今までずっと席の影に立っていて、今初めて衆目の場に立たされたのだ、男は緊張で震えながら、懸命に声を押し出した。
「あ、あっしは……いえ、私は、四年前、バラード家の庭師をしていました。そこでは、私の父の代から働かせてもらっていて、バラード家当主様にも非常に恩も感じていました。でもある日、突然若様――ファビウス様に呼ばれて、お、お金を、受け取りました」
ざわっと傍聴席が騒がしくなった。給金や賄賂など、貴族とその使用人との間のお金のやりとりは多い。しかし、ここで語られる金銭のやりとりは、そんな類いではないだろう。
「若様がおっしゃるには……め、メイドのマーシャさんのお腹の子は私だと、そう皆の前で証言してほしいと。もしそうしてくれれば、更にお金をあげると、ファビウス様に言われたんです」
「なっ――」
「ち、誓って、私はマーシャさんとそのような関係ではありませんでした。

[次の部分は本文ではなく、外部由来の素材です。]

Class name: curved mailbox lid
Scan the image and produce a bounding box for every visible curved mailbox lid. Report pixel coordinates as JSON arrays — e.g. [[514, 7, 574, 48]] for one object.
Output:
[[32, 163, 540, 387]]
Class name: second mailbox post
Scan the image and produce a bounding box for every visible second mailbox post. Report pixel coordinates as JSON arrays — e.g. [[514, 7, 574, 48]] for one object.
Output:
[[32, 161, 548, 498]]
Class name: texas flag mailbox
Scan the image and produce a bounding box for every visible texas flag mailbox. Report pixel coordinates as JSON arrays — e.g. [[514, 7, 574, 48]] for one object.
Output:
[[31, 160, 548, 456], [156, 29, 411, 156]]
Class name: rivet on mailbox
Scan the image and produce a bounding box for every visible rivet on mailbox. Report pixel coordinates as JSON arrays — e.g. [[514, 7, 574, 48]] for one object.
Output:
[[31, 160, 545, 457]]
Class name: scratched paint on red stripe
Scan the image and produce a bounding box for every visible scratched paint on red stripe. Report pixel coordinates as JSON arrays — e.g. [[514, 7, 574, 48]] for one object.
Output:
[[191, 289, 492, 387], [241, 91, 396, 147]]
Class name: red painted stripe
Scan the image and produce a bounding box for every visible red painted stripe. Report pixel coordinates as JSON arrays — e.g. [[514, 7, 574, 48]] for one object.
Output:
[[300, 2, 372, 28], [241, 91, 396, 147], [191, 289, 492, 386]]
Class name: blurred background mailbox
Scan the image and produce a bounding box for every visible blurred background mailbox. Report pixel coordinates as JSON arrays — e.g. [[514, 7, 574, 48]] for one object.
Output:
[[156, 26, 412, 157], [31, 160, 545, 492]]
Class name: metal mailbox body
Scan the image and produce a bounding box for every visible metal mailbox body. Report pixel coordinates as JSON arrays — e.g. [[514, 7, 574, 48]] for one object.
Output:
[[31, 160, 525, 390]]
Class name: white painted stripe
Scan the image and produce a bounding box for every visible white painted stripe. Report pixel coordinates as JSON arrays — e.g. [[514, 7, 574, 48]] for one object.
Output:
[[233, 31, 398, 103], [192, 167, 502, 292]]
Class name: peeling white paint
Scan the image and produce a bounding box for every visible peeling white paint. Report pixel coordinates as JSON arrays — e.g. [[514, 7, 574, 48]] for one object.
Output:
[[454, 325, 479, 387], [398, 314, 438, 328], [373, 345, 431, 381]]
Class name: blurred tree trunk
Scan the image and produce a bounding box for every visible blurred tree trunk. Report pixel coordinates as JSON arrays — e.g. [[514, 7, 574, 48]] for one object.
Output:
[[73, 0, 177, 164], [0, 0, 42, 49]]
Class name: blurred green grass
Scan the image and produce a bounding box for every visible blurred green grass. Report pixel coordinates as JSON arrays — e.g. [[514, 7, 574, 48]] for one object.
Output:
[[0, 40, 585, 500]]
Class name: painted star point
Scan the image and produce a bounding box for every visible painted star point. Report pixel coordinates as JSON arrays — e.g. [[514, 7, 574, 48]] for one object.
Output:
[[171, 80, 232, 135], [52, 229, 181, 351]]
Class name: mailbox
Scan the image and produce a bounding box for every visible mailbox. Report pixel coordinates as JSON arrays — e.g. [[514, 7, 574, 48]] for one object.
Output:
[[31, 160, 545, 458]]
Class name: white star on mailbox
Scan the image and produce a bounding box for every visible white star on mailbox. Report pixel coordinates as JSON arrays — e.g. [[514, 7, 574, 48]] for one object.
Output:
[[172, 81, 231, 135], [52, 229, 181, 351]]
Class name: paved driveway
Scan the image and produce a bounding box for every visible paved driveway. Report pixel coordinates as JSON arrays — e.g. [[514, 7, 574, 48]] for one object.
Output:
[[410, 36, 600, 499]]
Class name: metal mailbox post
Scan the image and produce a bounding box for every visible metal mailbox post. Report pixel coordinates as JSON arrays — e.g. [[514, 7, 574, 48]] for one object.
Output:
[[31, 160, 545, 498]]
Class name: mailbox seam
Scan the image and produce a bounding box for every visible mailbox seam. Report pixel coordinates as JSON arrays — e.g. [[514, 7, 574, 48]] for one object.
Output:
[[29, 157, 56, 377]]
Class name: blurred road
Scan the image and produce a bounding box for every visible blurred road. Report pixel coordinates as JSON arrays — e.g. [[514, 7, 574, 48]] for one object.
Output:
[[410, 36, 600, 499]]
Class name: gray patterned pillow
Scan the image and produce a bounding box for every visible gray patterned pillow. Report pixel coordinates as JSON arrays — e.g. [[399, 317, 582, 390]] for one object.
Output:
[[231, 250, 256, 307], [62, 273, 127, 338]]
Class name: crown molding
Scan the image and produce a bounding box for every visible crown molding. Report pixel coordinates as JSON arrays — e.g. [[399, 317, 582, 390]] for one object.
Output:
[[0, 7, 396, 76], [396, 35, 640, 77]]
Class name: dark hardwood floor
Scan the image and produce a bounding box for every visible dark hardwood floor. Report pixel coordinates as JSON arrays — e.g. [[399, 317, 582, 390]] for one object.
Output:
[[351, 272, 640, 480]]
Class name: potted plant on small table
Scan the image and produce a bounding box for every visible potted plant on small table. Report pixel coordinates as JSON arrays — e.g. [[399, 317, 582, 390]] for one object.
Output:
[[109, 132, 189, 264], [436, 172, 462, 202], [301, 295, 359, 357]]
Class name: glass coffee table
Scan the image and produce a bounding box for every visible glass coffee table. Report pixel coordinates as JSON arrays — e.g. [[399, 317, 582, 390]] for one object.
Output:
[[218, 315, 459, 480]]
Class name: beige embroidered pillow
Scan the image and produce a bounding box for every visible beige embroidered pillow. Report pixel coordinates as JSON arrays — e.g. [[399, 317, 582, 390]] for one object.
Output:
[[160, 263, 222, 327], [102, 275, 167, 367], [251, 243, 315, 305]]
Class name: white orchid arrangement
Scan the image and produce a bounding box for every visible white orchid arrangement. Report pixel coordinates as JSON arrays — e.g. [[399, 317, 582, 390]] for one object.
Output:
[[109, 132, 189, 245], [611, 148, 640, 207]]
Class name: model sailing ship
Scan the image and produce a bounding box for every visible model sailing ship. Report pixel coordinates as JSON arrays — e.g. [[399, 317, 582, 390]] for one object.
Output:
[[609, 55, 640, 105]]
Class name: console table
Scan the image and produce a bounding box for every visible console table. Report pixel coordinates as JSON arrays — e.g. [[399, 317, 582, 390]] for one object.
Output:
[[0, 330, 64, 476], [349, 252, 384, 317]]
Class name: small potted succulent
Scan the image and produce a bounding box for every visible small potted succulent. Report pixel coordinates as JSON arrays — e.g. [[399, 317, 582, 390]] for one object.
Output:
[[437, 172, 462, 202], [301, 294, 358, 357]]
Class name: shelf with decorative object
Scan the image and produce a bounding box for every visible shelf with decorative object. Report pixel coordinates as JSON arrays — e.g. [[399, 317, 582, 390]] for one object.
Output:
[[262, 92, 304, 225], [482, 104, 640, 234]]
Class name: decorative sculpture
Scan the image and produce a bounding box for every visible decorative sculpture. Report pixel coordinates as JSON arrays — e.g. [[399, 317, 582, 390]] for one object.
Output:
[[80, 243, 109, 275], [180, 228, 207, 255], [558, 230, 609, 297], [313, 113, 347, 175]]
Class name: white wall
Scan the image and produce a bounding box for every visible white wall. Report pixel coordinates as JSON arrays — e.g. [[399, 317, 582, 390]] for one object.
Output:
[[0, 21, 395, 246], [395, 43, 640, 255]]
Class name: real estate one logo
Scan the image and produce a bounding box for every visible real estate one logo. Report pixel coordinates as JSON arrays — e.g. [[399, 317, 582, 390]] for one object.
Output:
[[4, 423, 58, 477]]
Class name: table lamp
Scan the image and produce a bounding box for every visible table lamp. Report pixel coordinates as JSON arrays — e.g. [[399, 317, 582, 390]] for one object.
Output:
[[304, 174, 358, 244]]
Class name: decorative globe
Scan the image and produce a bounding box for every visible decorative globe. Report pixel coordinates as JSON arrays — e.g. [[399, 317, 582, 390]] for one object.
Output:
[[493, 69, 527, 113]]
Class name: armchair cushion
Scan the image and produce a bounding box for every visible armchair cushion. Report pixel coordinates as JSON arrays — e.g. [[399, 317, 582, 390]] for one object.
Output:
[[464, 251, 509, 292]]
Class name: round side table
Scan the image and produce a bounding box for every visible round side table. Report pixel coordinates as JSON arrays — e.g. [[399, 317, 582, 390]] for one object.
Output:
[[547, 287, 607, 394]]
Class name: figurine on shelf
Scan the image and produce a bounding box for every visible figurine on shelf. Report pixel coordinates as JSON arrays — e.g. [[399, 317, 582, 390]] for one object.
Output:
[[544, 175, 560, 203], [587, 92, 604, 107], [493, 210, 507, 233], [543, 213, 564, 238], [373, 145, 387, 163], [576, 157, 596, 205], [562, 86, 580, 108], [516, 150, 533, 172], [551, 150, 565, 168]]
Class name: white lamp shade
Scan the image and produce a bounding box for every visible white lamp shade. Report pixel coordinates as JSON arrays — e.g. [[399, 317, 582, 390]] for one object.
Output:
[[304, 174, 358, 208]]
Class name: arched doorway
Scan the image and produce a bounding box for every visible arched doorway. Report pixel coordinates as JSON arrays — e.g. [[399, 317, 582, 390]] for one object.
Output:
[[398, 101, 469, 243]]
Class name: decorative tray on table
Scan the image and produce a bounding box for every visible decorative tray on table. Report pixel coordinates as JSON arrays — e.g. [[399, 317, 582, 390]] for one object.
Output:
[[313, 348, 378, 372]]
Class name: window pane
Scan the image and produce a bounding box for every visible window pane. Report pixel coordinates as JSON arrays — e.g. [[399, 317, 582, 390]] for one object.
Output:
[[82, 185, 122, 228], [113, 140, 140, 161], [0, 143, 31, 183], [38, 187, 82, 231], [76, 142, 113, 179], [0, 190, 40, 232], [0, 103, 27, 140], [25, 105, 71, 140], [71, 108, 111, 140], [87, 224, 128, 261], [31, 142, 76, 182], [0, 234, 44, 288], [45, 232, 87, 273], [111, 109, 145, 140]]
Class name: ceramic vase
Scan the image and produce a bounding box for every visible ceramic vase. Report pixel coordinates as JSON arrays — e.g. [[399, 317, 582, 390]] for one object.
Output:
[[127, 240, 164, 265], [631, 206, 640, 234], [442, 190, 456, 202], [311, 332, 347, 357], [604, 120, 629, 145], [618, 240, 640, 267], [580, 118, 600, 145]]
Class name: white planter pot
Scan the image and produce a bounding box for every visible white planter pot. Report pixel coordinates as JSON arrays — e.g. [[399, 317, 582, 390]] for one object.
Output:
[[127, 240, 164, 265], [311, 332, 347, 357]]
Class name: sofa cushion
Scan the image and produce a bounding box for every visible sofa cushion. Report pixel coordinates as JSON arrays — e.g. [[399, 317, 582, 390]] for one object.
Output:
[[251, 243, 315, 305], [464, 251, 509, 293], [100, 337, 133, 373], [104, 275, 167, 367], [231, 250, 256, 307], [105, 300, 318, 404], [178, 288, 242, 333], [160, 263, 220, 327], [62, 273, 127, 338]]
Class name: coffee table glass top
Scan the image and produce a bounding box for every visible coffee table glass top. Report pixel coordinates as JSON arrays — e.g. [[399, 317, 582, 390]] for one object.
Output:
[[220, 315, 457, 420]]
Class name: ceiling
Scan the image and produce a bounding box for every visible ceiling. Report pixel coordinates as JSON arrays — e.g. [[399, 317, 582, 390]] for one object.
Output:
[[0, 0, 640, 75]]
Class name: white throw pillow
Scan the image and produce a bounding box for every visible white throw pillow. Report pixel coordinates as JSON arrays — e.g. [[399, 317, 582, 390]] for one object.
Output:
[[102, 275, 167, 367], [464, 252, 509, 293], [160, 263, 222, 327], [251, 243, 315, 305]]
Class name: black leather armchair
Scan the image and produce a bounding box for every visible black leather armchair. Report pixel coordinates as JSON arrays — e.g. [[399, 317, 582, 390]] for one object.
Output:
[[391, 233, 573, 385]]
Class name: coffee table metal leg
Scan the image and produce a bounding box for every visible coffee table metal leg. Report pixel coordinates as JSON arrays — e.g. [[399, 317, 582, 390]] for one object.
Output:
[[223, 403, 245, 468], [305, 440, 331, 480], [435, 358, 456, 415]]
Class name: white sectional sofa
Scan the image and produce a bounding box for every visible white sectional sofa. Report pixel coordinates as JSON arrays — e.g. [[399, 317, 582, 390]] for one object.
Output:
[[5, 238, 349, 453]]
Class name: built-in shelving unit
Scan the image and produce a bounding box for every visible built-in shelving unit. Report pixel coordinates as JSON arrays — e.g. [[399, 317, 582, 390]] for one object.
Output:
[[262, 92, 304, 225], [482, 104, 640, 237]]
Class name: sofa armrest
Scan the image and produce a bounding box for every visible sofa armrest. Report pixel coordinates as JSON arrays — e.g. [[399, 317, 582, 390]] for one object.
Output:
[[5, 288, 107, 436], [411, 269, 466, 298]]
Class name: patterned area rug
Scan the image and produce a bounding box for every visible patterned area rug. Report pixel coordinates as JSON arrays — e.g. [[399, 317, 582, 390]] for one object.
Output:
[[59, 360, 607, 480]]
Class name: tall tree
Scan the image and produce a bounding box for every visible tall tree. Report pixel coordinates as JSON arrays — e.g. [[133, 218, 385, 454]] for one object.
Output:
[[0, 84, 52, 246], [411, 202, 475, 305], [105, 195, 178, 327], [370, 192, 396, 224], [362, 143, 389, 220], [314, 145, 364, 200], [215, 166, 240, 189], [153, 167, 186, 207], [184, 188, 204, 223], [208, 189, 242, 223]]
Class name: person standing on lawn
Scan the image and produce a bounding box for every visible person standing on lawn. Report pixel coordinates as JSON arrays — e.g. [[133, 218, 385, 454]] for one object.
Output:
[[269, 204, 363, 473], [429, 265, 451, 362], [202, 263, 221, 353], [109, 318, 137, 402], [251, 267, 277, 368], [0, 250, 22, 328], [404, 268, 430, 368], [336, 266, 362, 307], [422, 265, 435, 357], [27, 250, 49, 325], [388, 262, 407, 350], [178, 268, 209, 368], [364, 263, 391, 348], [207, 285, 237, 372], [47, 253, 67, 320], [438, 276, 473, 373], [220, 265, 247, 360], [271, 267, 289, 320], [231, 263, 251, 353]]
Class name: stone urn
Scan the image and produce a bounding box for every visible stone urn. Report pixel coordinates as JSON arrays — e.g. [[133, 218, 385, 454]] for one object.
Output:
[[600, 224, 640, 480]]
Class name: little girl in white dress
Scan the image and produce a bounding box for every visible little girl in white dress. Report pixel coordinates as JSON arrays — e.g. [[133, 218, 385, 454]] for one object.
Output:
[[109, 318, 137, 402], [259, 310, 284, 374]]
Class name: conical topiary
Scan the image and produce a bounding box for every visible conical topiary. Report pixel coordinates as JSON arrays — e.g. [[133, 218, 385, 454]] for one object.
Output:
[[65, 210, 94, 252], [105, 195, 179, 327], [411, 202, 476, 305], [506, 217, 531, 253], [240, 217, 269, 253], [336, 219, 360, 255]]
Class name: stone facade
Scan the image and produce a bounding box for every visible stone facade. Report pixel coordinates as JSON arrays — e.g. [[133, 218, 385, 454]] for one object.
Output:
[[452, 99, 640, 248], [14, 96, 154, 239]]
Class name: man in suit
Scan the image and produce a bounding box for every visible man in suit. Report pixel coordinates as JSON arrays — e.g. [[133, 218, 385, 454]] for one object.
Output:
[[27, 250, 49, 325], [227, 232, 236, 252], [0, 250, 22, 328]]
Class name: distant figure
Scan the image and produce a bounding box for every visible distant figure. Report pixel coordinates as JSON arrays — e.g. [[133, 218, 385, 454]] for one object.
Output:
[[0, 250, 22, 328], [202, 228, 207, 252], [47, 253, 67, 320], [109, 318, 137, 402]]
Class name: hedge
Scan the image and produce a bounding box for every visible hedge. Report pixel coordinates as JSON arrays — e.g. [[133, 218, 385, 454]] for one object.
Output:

でも、私の家は貧しく、病気の妻もいて、その時は喉から手が出るほどお金が欲しく……ファビウス様の命に、従ってしまいました」
「違う! 全くのでたらめだ! こんな奴の言うことなど信用できるわけがない!」
ファビウスが苛立たしげに椅子を叩く音にも負けず、男は声を張り上げる。
「そ、その時、ファビウス様はこうもおっしゃってました。女はすぐ孕むから手がかかると。今度は無抵抗でもっと従順な女を見つけなければ、と」
「貴様っ!」
「被告人、静粛に」
裁判長には逆らえず、ファビウスはめまぐるしく顔色を変化させる。裁判長は男に顔を向けた。
「一つ質問がある」
「は、はい」
「お主は、被告人ファビウス=バラードの甘言に乗り、一度汚いお金を手にしたという。なぜ今再びここで真実を明かす気になった? 今の話を聞くに、お主の証言が信用に値するか、私は信じられずにいる」
「っ……」
ハッとして男は裁判長を見上げた。しかしすぐには言葉が出てこず、下を向く。
「私は……」
弱々しい声だった。
「後悔、しています。出所不明のお金を、病床の妻は使うことを許さず、そのまま何の治療も受けずに天へ昇っていきました。……もしも、私があるべき信徒のように、真面目に、懸命に働いてお金を稼いでいれば、妻は死ぬことがなかったのかもと、今でも時折思います。……ファビウス様からもらったお金は、使わずに今も持っております。裁判が終わった後、お返ししようと思っています。そして……私のせいで、多大な迷惑をかけたマーシャさんにも深くお詫びをしたく」
濡れた瞳が、堂々と前を向くことはない。シンディ達の位置からも、彼の背中は一層小さく見えた。
胸の痛む話だった。
このような場で少し耳にしただけでは、到底全てを把握しきれない話。
しかし、今回の問題はそこではないのだ。この話は、後々マーシャと彼とが面と向かって話す話――。
「では、判決を言い渡す」
裁判長の凜とした声に、ファビウスは思わず前のめりになった。
「裁判長! 今の証言を真に受けるのですか!?」
「被告の身の潔癖を立証できるような証人がいるのであれば、前へ」
「――っ!」
ファビウスは慌てたように己の弁護人に視線を走らせるが、彼は黙って視線を逸らすのみだ。証人を連れてきてはいたものの、彼はバラード家の使用人に過ぎず、そして、賄賂を渡し、ファビウスに有利な証言をするよう言い含めているに過ぎない。シンディの侍女の証言が棄却された今、同じく「身内」である使用人の証言など当てにできないのだ。
「被告人ファビウス=バラードを――」
響き渡る重々しい声を、シンディは、祈るように聞いていた。